Move in the “correct” way or you’ll injure yourself
Something I am constantly seeing and hearing from the fitness industry is a fairly constant rhetoric of how things must be done a certain way or you run the risk of injuring yourself. I however don’t believe that there is such a thing as a bad movement, I don’t believe you can move “wrong” and on the flip side of that I don’t believe there is a right way to move. I understand that lots of people do get injured whilst moving but I don’t believe it’s a consequence of moving incorrectly. As I’m sure you can appreciate, the human body is a little more complicated than either moving right or wrong. I am not advising against paying close attention to how you move as I am a firm believer that the devil is in the detail when it comes to a successful training program, but what I’m saying is that doing it different to the textbook isn’t necessarily a bad thing.
It should go without saying that you’re unique and you will move in your own way and so it wouldn’t be a stretch to say that moving differently is neither good nor bad it’s just different. With different movement patterns comes a different sequences of muscles firing and a different spread of load upon the relevant tissue structures.
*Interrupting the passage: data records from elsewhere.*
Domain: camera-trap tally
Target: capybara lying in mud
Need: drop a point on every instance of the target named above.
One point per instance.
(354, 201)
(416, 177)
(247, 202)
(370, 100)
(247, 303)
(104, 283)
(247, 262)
My job as a coach is to simply observe this and make the appropriate adjustments based upon your history, current skill set and training goals.
There are more and less efficient ways to move, and if you are wanting to get the most out of your training then certain sequences will work better than others. This is where the benefit of having a coach that understands movement and skill development will come in handy. A good skill development program will allow for exploration of the more and less effective sequences and allow you to find your form. To find where you are strong, find where you are weak and then truly allow for holistic development. With a lot of the research I’ve read about skill development pointing away from repetition and more exploring tasks in a variety of environments it can be concluded that there is no wrong way to move.
Certain movements such as spinal flexion for example get a very bad reputation in the fitness industry, and a lot of fear has been created around some of these movements. How often do you hear the cue of neutral spine and to avoid the “risk” of coming out of this position. Things like the “buttwink” in the bottom of a squat or deadlifting with a rounded back are heavily criticised. However there is nothing inherently dangerous about flexing your spine through either of these movements. The issues only start to arise when you load these motions under fatigue and it’s only with the addition of intensity that the body’s ability to handle that motion comes under scrutiny and where the risk starts to increase.
There are many cultures around the world that use a deep squat as a resting position, this demonstrates that with just bodyweight you can spend as much time as you like in a “buttwinked” squat and not only will you not get injured but you’re probably less likely to develop back problems as a result of this. Your spine is perfectly capable of flexing so you should flex it as often as want.
I believe where most people run into trouble with flexion lies in whether or not their spines are actually prepared to flex. If you’ve held your spine stiff for years you can’t suddenly start moving it as much as you want and expect everything to be ok. Too much, too soon of any motion will probably lead to an injury but this is the exact same as a sedentary person getting off the sofa and trying to run a marathon. There’s nothing inherently dangerous about running but you’ve got to manage the load appropriately.
If you check the videos of me lifting you can clearly see my form isn’t what the textbook says it should be and my spine can clearly flex under load but I’m just not that worried as I know I have a back that can pull a relatively high amount of weight. I’ve trained my back in flexion a lot and know the amount of weight I can handle. It is a position I am strong in.
One of my favourite go to #exercises when my back feels a bit meh. Body has been through a lot this week with 90 minutes of football and then filmed a lot of exercises for and hour and sparred for the first time in years yesterday. Always feels good to have some weight (70kgs was enough today) pull my #spine into a nice deep flexion #movement #strength #back #core #fitfam #barbell #gym #training
I don't do #mobility training. I train myself in such a way that whatever exercise/movement/practice I come across I have the range to get into position and then the strength to do it without fear of injury. I think these are called Zercher Deadlifts, 80kgs on the bar, felt pretty comfortable #strength #fitness #barbell #movement #training #strongeverywhere
Came up with this #lift today #training a #powerlifting client. Just a slightly different take on the a single leg deadlift as I let the back leg drift behind. Not a bad effort for 80ks but as I just made it up its hard to tell what's good #movement #strength #strongeverywhere #skill #storm #fasterme
This is a concept heavily incorporated into own personal goals and is something I try to pass on to my clients. I want to build a body that doesn’t break in any situation as opposed to needing to avoid the so called “dangerous” positions. I want my body to be free to move in as many ways as possible. I want to be able to handle everything life throws at me and to do so without breaking a sweat. I don’t want to worry when someone asks me to pick up something heavy and awkward. I want to be able to play football without worrying about a hamstring popping, I want to be able to move explosively and fast if I find myself getting chased by a bear. Yes I know I can’t outrun a bear, but I only need to sprint faster than the person I’m with. I want to be able to thrive in Ju Jitsu class, a yoga class and then in head into the weight room and lift a lot of weight. I want a body that just does what I want it to do.
I refuse to live in fear of movement, and you don’t have to either.